Yes its January, and Christmas is over but I still wanted to share my recent trip to Paris with you. Paris is one of those places I will never bore of visiting, its full of delights for the stomach and of course for the eyes, its a stunning city in many, many ways. Months back I thought a trip near Christmas would be the perfect start to the holidays for me and my boyfriend, and living in London a quick day trip across the channel to Paris is very easy to do.
Our first stop was Du Pain et Des Idées down the road from Gare du Nord, a perfect place to grab breakfast. We chose a pain au chocolat and a pistachio escargot – not really a snail but a delicious pastry shaped in a spiral. Both were beautiful, I absolutely loved my escargot – the perfect thing to get me in the mood for a day of good food and shopping. We also grabbed a few niflettes, a great little snack – little squares of puff pastry topped with a little orange blossom water flavoured creme patisserie. These little bites seemed like they would be the perfect little afternoon snack, a little something sweet to hold you over until dinner.
After an obligatory trip to Monmarte and the seemingly obligatory attempt at being conned at the base of the Sacre Coeur (little tip – If anyone tries to shake your hand by the carousel at the Sacre Coeur just keep walking, they tie a string to your finger and then try and charge you!) we walked to my favourite sweet shop ever, the delightful A L’Etoile d’Or a regular must have visit, if only to meet the wonderfully quirky owner Denise Acabo.
Visiting the shop is like stepping back in time, its been there since 1903 and it looks like it hasnt really changed much since its doors first opened. Walking through the door I never know where to look first, there is chocolate, sweets and candies everywhere you look and deciding what to buy is always difficult, one little tip – no one in the shop speaks English so try and learn a few words of french or let the wonderful owner introduce you to her favourites, although this can be the expensive option as her enthusiasm is infectious.

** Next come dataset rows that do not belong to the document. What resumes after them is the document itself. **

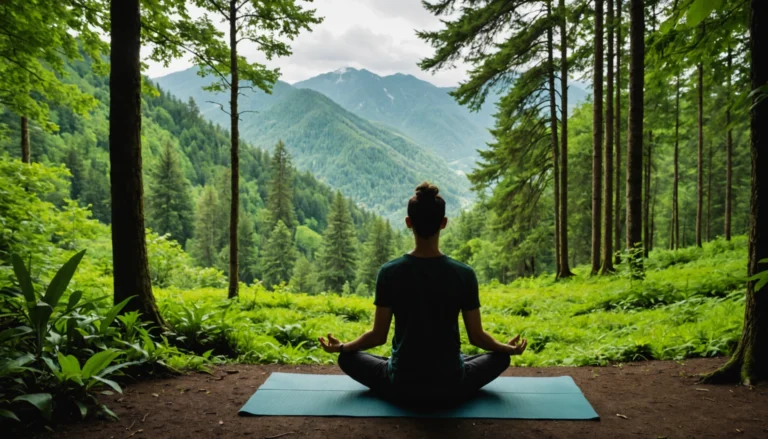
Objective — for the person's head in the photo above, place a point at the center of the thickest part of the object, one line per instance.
(426, 211)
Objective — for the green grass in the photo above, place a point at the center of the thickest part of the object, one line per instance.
(690, 304)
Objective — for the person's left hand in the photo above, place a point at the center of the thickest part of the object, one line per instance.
(332, 345)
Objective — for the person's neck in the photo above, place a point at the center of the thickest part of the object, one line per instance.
(427, 248)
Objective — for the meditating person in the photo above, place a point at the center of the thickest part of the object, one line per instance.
(425, 290)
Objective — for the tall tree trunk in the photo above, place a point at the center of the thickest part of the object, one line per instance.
(728, 154)
(700, 157)
(676, 178)
(608, 162)
(617, 133)
(597, 137)
(129, 247)
(647, 197)
(25, 153)
(709, 194)
(565, 270)
(749, 363)
(234, 210)
(553, 132)
(635, 143)
(653, 214)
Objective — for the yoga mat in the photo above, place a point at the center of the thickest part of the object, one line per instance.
(288, 394)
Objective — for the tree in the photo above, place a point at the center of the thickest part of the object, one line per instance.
(280, 198)
(607, 254)
(247, 238)
(36, 41)
(76, 167)
(565, 270)
(262, 23)
(597, 136)
(647, 196)
(675, 240)
(169, 204)
(700, 154)
(728, 152)
(617, 133)
(301, 281)
(26, 155)
(279, 255)
(509, 45)
(749, 362)
(376, 252)
(208, 222)
(129, 246)
(338, 255)
(634, 199)
(555, 140)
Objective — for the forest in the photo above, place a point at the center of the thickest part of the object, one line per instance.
(140, 238)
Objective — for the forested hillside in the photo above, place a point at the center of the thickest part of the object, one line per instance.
(186, 164)
(375, 165)
(426, 113)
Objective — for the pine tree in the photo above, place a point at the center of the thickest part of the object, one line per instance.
(278, 257)
(76, 167)
(169, 204)
(376, 252)
(597, 137)
(280, 199)
(247, 249)
(338, 255)
(129, 245)
(301, 281)
(208, 224)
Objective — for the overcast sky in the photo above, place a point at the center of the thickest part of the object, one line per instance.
(378, 35)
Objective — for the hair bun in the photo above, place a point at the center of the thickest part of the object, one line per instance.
(427, 191)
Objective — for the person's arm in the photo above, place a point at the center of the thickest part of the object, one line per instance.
(371, 339)
(483, 340)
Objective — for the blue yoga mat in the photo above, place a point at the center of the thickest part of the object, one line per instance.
(288, 394)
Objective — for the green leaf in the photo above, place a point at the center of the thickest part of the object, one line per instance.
(98, 362)
(8, 415)
(43, 402)
(69, 364)
(25, 281)
(83, 408)
(108, 412)
(110, 383)
(761, 279)
(12, 333)
(74, 298)
(109, 317)
(61, 280)
(700, 10)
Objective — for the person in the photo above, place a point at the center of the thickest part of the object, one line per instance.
(425, 290)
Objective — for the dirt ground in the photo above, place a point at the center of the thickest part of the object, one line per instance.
(657, 399)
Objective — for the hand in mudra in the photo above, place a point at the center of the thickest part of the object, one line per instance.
(332, 345)
(517, 346)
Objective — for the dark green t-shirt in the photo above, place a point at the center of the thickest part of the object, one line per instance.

On this particular visit I bought a selection of Bernachon chocolates, marron glace and chocolate coated sauterne soaked raisins as a little gift for my mum. I also purchased myself a little treat, some passion fruit and mango caramels made by one of my favourite Paris pastry chefs Jaqcues Genin and trust me these are worth the money, they are little bites of sunshine.
After overloading on sugar we went for a little retail therapy at Galleries Lafayette a spraling mass of a department store. The main reason for visiting at Christmas was to see their Christmas tree, a towering tree that reaches up at the entire height of the store. Whilst there, it is well worth popping into the food hall where you find jams from Christine Feber and wonderful Japanese inspired pastries from Sadahuru Aoki as well as a host other wonderful food goods, perfect for buying gifts.
After a lot of walking on a freezing cold morning we were definitely ready for a warming lunch. Taking a recommendation from David Lebovitz we went for steak frites at Aux Tonneaux des Halles. A bargain at only €19 (wine not included) the steak was exactly what we needed on a cold and wet December day, old school bistro food. We were in Les Halles because I had some serious shopping to do. Les Halles is the the traditional heart of the city, it was the location of the commercial markets until they relocated in 1971. Thankfully there is much evidence of what once was, including plenty of cookware shops.
The three most popular shops are MORA a heaven for bakers and pastry chefs, G.Detou a shop packed to the rafters with amazing ingredients from wonderful sacks of chocolate to the greenest pistachios from Sicily and finally the shop where Julia Child apparently enjoyed shopping, E.Dehillerin.
E.Dehillerin is a cave like shop, more warehouse than posh kitchenware shop. The service is brusk but worth the hassle. I managed to pick up some canele moulds for only €10 a piece, a bargain in comparison to the prices back home. With all these shops its all too easy to go over the top, so I would suggest knowing what you want in advance and try not to be tempted, your bank manager will thank you.
Once we were done shopping it was time for more walking. We walked from the Hotel de Ville across the city to the Eiffel Tower visiting two of my favourite patisserie, Pierre Herme and Patisserie des Reves on the way. At Herme I purchased a Tarte Vanille Infinent a tart so beautiful it had a lot to live up to in taste, thankfully it was well worth the money punching a strong hit of vanilla.
Patisserie des Reves which translates as Patisserie of Dreams is probably my favourite shop to visit, the service is always spot on and the style is so much more relaxed than many other patisseries in the city. The pastry chef, Phillipe Conticini seems to love taking the classics of French pastry and putting a modern twist on them. This trip I tried the Gateau St Honore, although it was accidentally dropped on the ground by the Eiffel Tower before I could get it home, thankfully it survived fairly well considering.
The final stop before catching a late train back to London was to see the Eiffel Tower, always at its most beautiful when lit up in the dark.